Maybe, but that wasn’t going to happen. It’s not enough for you to win the victory, you have to win converts?

As has already been noted, it happened to George Wallce. Robert Byrd, too.

First, “win the victory?”

Second, like most civil rights struggles, the only way to “win the victory” is by winning converts. The more people who are converted, the quicker and easier the integration of the disadvantaged group into mainstream society, even after the main struggle is settled. There are still racist elements in SA society that would love to see a return of apartheid. Had Botha, regarded by much of the world as the face of apartheid, come around at the end, it would have been yet another blow against the legitimacy and appeal of such philosophies.

Third, it strikes me as eminently appropriate, even charitable, to wish that someone who believed in and supported a manifest evil had mended their ways before they died.

And finally, there’s nothing remotely admirable about holding to an evil or unjust ideal in the face of concentrated opposition. Consistency is not a virtue in and of itself.
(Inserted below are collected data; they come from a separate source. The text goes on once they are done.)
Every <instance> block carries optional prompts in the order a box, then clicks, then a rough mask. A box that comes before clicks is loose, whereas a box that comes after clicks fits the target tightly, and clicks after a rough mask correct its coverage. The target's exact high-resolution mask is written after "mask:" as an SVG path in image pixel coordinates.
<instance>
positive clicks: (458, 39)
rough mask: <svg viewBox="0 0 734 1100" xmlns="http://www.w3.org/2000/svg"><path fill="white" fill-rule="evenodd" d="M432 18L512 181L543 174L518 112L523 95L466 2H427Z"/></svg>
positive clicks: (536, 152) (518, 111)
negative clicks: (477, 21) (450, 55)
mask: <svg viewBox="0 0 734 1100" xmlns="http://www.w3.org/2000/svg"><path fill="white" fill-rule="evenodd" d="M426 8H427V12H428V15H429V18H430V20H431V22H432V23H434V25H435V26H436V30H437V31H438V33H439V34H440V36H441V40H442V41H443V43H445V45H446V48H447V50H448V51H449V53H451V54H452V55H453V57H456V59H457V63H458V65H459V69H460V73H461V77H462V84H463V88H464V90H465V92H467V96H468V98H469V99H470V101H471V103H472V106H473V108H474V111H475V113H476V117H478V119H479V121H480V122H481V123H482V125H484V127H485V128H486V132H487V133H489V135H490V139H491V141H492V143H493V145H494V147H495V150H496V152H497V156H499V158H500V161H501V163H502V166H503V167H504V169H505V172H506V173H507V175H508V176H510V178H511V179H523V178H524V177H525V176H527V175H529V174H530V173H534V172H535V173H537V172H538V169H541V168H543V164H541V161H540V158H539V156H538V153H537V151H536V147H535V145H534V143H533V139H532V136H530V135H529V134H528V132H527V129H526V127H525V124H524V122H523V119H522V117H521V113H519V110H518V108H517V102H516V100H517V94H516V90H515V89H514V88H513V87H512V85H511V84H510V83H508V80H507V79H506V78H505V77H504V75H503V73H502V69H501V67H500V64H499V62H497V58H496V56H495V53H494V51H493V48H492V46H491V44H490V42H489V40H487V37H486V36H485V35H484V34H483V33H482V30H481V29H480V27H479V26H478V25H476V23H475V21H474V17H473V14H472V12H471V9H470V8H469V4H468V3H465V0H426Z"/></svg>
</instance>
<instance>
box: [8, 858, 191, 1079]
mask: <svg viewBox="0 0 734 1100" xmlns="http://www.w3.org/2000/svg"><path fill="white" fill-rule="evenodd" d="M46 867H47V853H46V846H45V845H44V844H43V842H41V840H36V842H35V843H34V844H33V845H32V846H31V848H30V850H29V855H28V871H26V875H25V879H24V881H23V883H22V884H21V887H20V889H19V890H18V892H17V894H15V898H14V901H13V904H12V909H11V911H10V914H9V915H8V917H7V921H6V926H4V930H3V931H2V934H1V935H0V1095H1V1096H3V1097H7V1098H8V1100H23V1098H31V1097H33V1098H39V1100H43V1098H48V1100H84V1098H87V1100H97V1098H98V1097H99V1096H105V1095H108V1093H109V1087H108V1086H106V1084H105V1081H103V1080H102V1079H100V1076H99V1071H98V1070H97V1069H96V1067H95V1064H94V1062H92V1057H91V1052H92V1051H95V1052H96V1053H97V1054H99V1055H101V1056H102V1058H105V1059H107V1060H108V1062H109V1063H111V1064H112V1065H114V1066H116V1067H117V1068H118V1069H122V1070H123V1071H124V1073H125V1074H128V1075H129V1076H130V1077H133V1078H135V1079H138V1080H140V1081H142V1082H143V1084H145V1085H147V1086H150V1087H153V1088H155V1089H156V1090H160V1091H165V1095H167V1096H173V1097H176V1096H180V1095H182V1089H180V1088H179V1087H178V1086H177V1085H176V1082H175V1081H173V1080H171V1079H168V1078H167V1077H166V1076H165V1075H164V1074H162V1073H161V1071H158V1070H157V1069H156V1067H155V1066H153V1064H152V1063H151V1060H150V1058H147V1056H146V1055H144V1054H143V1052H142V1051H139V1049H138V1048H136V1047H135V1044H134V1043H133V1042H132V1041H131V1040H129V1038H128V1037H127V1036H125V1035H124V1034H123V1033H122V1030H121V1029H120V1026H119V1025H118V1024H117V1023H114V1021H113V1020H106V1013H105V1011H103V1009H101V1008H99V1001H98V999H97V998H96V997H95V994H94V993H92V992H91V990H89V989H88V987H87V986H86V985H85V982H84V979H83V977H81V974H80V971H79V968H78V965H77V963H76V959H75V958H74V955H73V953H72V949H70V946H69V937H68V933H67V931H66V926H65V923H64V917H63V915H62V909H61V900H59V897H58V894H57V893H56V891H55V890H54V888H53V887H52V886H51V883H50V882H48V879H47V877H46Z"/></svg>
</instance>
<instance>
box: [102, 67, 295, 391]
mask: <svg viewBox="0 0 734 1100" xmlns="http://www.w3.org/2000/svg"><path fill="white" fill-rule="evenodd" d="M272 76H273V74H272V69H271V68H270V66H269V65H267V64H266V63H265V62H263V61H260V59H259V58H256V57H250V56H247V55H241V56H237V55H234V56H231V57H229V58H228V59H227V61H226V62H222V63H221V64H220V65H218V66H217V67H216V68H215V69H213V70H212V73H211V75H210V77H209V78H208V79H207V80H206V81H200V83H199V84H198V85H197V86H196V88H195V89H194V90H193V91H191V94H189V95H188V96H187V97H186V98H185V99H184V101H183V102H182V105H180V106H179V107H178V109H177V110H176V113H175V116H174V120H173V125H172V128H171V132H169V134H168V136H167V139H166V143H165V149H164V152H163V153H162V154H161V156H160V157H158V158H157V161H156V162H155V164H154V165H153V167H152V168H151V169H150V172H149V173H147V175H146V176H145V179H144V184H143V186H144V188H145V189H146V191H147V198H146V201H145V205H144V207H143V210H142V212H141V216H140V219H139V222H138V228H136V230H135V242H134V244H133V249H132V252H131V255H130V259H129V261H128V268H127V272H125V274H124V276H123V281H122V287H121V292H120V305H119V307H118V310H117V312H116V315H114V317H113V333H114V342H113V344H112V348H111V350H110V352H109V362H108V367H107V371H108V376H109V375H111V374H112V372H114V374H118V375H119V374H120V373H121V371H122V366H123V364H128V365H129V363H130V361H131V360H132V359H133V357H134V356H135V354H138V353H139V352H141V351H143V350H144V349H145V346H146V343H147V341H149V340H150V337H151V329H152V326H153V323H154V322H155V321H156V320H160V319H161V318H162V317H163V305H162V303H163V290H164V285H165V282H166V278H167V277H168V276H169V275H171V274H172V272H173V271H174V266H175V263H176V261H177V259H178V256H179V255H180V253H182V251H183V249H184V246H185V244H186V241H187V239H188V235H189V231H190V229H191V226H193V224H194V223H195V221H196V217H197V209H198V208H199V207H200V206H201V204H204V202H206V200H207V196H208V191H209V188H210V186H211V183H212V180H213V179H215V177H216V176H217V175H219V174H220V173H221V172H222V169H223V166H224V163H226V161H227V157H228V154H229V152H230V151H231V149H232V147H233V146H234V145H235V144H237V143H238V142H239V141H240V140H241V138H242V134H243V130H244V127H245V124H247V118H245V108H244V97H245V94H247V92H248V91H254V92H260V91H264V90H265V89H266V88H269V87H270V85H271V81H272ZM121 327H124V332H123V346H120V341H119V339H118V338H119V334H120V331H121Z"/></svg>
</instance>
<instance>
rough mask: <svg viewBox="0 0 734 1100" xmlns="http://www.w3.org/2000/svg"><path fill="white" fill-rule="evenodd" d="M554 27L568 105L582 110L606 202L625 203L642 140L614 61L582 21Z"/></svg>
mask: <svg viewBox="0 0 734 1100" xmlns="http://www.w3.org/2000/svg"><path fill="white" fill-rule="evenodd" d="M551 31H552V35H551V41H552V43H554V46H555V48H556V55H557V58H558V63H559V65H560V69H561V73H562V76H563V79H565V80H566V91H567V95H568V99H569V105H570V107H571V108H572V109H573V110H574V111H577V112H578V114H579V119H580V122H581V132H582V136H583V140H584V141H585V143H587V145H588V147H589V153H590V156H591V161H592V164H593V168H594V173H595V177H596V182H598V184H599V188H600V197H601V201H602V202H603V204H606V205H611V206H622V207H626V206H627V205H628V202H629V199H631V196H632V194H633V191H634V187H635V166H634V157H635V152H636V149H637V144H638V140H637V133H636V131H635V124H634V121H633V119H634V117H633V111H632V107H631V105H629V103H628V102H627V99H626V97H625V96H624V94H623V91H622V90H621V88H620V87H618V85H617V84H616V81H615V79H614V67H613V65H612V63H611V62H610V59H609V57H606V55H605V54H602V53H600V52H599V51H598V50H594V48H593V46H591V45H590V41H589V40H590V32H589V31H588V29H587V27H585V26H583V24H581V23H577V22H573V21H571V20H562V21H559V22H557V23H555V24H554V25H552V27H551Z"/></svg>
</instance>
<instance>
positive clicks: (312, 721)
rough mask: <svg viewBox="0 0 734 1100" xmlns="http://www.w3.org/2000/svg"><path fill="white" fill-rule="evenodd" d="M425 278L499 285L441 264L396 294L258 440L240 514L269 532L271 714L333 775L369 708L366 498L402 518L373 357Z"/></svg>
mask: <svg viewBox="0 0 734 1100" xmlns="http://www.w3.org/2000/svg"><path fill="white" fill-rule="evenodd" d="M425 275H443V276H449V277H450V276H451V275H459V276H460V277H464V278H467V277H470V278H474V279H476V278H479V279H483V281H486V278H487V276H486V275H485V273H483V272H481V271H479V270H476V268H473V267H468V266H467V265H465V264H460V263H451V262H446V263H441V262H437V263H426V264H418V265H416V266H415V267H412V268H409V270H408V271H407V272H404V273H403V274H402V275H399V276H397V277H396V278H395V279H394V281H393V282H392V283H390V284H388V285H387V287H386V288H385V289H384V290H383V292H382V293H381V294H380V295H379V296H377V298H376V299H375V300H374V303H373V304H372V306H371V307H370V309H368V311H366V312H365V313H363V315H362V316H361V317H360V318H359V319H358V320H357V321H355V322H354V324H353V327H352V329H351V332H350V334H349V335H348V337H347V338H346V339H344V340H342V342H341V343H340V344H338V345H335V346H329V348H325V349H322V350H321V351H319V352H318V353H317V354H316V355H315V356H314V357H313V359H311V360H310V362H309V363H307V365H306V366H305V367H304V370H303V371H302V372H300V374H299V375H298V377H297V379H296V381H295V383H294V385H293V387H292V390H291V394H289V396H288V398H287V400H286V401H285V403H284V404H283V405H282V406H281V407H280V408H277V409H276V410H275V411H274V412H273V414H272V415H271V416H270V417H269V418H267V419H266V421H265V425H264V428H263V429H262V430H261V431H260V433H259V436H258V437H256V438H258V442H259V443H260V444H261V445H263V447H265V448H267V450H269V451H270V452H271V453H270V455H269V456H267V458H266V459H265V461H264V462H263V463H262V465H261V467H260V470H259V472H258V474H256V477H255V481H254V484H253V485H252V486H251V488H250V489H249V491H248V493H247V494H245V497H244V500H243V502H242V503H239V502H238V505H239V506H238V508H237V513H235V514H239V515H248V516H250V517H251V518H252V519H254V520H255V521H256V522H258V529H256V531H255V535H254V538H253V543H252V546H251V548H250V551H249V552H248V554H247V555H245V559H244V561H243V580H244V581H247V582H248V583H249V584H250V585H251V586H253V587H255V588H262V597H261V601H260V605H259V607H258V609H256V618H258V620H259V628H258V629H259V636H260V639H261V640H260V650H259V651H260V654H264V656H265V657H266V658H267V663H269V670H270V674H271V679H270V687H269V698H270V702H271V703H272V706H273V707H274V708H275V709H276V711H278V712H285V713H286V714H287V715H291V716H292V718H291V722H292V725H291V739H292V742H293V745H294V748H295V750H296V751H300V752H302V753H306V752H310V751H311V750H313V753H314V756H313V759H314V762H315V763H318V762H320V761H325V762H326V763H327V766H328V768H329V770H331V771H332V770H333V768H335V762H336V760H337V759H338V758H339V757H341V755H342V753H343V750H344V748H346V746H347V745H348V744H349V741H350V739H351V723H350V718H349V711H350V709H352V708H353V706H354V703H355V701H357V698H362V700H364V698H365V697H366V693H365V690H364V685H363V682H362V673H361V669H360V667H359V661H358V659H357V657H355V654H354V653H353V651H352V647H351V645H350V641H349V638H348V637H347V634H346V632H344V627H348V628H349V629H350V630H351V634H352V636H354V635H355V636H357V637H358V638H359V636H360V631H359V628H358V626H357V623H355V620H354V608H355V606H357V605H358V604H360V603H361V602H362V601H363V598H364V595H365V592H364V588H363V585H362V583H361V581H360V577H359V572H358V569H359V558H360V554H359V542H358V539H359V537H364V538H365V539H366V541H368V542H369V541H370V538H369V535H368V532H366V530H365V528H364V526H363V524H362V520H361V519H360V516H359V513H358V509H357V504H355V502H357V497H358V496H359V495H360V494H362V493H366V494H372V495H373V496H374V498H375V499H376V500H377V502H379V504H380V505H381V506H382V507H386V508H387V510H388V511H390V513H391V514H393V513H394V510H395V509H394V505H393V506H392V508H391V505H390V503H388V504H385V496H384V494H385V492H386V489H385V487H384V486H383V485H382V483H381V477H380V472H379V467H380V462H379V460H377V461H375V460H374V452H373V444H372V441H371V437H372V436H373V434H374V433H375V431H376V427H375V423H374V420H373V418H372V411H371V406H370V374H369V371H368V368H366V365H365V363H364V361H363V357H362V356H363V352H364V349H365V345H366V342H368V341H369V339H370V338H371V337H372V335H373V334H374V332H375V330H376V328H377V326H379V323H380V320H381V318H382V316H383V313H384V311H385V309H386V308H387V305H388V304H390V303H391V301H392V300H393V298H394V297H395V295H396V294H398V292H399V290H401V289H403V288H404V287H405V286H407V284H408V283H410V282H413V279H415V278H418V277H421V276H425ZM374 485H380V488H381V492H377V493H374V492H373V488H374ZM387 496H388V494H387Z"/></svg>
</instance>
You’ve basically suggested, in this thread, that Botha deserves a measure of respect for being really dedicated to racism. He does not. The greater his dedication to racism, the more scorn he deserves. The longer his dedication, the longer his name should be cursed.

I’m saying that Botha deserves a measure of respect for honesty. If he really didn’t believe there was anything wrong with apartheid and his actions, and all evidence shows he didn’t, I’m saying it’s good that he didn’t pretend he believed there was.

Sorry to double post, but I just thought of a story about Lyndon Johnson. There’s a story that Johnson said that, after he signed the Civil Rights Act, the first thing he’d do was “go down to South Carolina and watch Strom Thurmond kiss all the black ass he can find.”

Thurmond, Wallace, Byrd, and so many more were perfectly willing to zealously advocate for segregation when it was popular, and then, when the people they had spent their time advocating discrimination against were able to vote, they realized how terrible their old views were.

It puts me in mind of the convict who finds Jesus right before his parole hearing. I’m glad for change, but the timing is really convenient.